Auto-run procedure on bot response

When enabled, the module automatically executes the generated Python script immediately after ChatGPT delivers its response, without requiring you to manually trigger a run. This is useful for rapid iterative development: you can ask ChatGPT to refine the script and immediately see the results on the seismic data. By default this option is disabled, allowing you to review the generated script before running it.

Settings

Execute on { CPU, GPU }

Selects whether processing is performed on the CPU or GPU. For Python scripts, execution always takes place via the Python interpreter on the CPU. GPU acceleration applies only if the script itself uses GPU-capable libraries such as CuPy or PyTorch.

Distributed execution

Controls whether the processing job is distributed across multiple compute nodes in a cluster environment. When enabled, gathers are dispatched to remote worker nodes for parallel execution. The Python executable and the user script must be accessible on all worker nodes at the same path.

Bulk size

The minimum number of gathers to bundle into a single processing chunk when distributing work across nodes or threads. Larger values reduce scheduling overhead but may increase memory usage per chunk. Adjust this setting based on gather size and available memory on worker nodes.
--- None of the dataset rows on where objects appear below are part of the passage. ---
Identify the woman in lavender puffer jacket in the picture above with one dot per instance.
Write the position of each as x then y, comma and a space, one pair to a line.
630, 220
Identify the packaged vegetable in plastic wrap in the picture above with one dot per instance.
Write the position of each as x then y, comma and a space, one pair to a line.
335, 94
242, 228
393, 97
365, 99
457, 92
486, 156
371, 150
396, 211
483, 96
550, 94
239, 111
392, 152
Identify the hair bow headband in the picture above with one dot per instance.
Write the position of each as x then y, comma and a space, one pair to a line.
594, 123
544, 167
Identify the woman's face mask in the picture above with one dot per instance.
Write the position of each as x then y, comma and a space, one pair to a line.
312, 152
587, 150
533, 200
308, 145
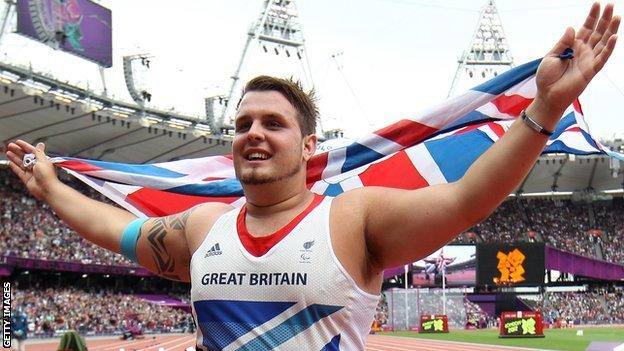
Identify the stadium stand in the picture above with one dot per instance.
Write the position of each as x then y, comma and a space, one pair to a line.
560, 223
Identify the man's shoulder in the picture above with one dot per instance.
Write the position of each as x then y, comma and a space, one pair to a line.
209, 212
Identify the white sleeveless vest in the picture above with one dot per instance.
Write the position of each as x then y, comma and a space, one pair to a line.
297, 296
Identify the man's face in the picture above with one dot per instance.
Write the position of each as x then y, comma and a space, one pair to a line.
267, 146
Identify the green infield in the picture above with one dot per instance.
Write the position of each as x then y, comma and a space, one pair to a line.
556, 339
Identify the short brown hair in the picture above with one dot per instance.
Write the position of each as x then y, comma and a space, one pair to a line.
304, 103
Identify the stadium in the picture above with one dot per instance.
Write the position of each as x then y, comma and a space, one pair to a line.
544, 271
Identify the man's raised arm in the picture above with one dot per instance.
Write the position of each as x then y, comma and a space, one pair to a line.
161, 246
402, 226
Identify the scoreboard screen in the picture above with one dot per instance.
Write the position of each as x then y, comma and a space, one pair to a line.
515, 264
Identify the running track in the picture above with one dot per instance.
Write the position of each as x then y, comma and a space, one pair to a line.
179, 342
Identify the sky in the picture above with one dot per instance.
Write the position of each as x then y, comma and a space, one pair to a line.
372, 62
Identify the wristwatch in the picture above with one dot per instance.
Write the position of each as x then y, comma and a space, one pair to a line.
534, 125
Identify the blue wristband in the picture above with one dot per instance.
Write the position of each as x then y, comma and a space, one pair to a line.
130, 237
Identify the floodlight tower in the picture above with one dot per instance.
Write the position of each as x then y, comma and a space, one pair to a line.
277, 29
488, 53
132, 75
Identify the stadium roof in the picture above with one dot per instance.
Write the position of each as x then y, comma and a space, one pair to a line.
74, 122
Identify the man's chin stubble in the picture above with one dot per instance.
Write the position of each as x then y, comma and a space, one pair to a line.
256, 179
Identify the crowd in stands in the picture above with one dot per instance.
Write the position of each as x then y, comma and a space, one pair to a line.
609, 219
614, 299
93, 312
30, 229
598, 306
559, 223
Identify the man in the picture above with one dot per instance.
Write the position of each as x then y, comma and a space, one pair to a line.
292, 270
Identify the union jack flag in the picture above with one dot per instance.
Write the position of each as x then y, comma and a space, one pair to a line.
435, 146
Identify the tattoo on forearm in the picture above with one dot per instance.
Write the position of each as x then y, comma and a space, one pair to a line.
164, 260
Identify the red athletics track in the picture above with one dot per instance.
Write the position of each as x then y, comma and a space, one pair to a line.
179, 342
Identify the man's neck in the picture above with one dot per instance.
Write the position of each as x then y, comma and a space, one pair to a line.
268, 199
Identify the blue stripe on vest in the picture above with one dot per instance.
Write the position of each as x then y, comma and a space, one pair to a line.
290, 327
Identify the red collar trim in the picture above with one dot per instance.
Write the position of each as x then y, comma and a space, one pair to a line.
259, 246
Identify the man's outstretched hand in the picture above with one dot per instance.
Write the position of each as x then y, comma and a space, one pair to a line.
37, 178
560, 81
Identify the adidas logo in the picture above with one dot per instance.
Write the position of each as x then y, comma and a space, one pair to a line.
214, 250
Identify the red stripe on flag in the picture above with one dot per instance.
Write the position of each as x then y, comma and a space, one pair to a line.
394, 172
79, 166
577, 106
406, 132
574, 129
511, 104
208, 179
162, 203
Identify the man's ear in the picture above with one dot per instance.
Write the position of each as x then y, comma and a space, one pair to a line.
309, 146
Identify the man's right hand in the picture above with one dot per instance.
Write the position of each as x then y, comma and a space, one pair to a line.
38, 178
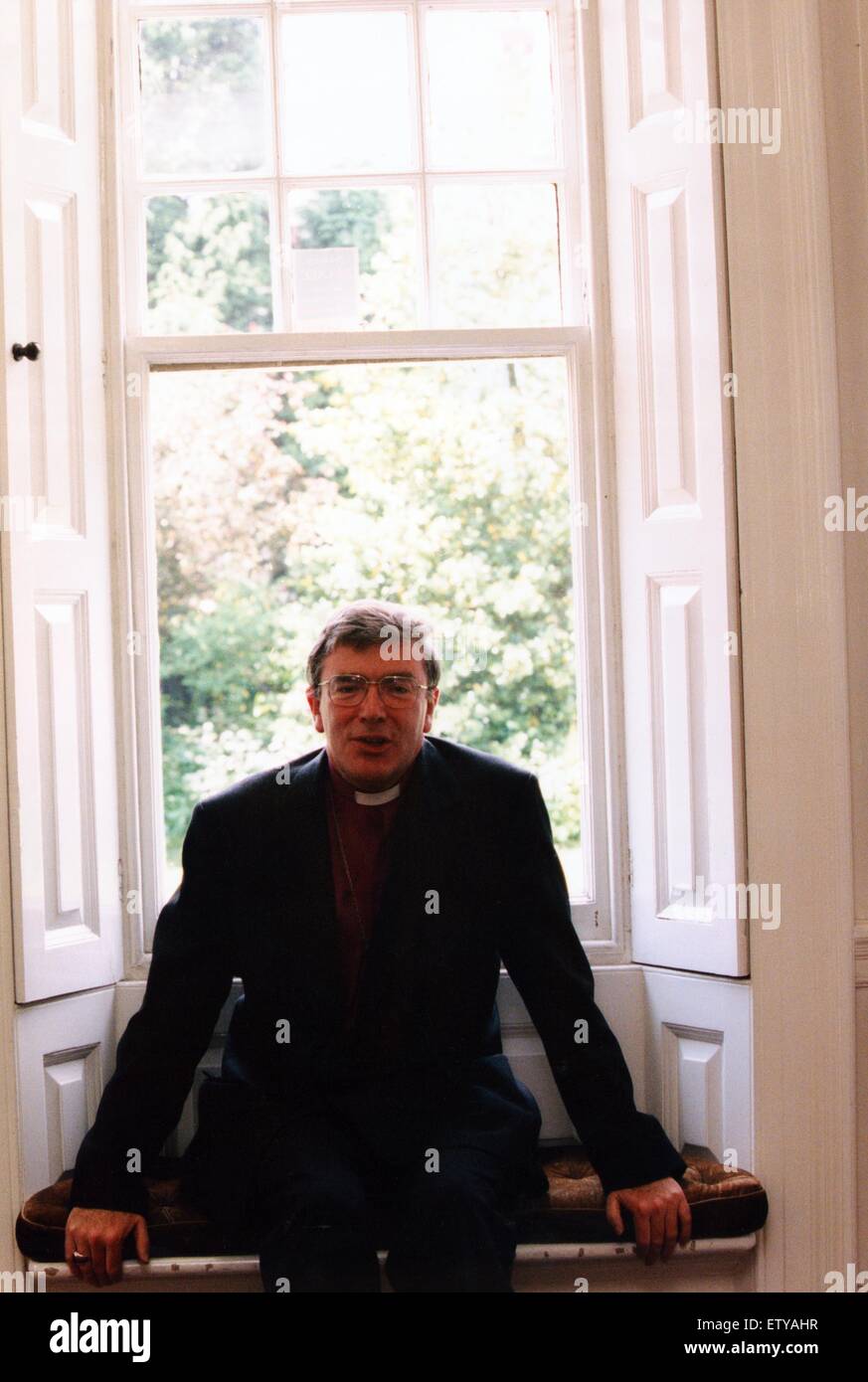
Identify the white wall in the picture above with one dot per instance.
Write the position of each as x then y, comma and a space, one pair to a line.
845, 61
Limit number of threads on nodes

When distributed execution is active, this setting restricts the number of parallel threads used on each remote compute node. Use this to prevent the Python calculator from monopolizing all CPU cores on a shared cluster node, leaving resources available for other running jobs.

Job suffix

An optional text label appended to the distributed job name. This helps distinguish multiple simultaneous Python calculator jobs running on the same cluster. Use a descriptive suffix (e.g., denoise_run1) so that job status and logs are easily identifiable in the cluster monitoring interface.

Set custom affinity

Enables manual specification of CPU core affinity for the processing threads. When enabled, the Affinity field becomes active. This is an advanced option for performance tuning on NUMA (Non-Uniform Memory Access) systems. Leave disabled for standard workstation usage.

Affinity

Specifies the set of CPU cores to which processing threads are pinned when Set custom affinity is enabled. Pinning threads to specific cores can improve cache utilization and reduce inter-core memory transfers on large multi-socket servers. Only relevant in advanced high-performance computing scenarios.

Number of threads

The number of parallel threads used to process gathers concurrently on the local machine. Each thread runs an independent instance of the Python interpreter, allowing multiple gathers to be processed simultaneously. Increase this value to make full use of multi-core workstations. Note that each thread launches a separate Python process, so memory consumption scales with thread count. Setting this too high on a machine with limited RAM may degrade performance.

Skip

When enabled, this module is bypassed and the input gather is passed through to the output unchanged. Use this option to temporarily disable the Python script without removing the module from the processing flow, for example when comparing results with and without the custom script applied.

Output data

Output gather

The processed seismic gather returned by the Python script. The output gather replaces the input gather in the processing flow and is passed downstream to the next module. The trace data and headers in the output gather are exactly as returned by your Python script, so the script has full control over the content of the output.

Information

Graphics

Custom actions

Modify gather with ChatGPT

Opens an interactive chat window connected to the ChatGPT AI service. You can describe the seismic processing operation you want to perform in plain language, and ChatGPT will generate a Python script that implements it. The generated script is automatically saved to a file and linked to the User script parameter. You can continue the dialogue to refine the script, request bug fixes, or ask for explanations. A valid API key and a configured Python executable are required before using this action. Optionally, the Preprompting text file can be used to provide the AI with domain context before the conversation begins, improving the relevance of the generated code.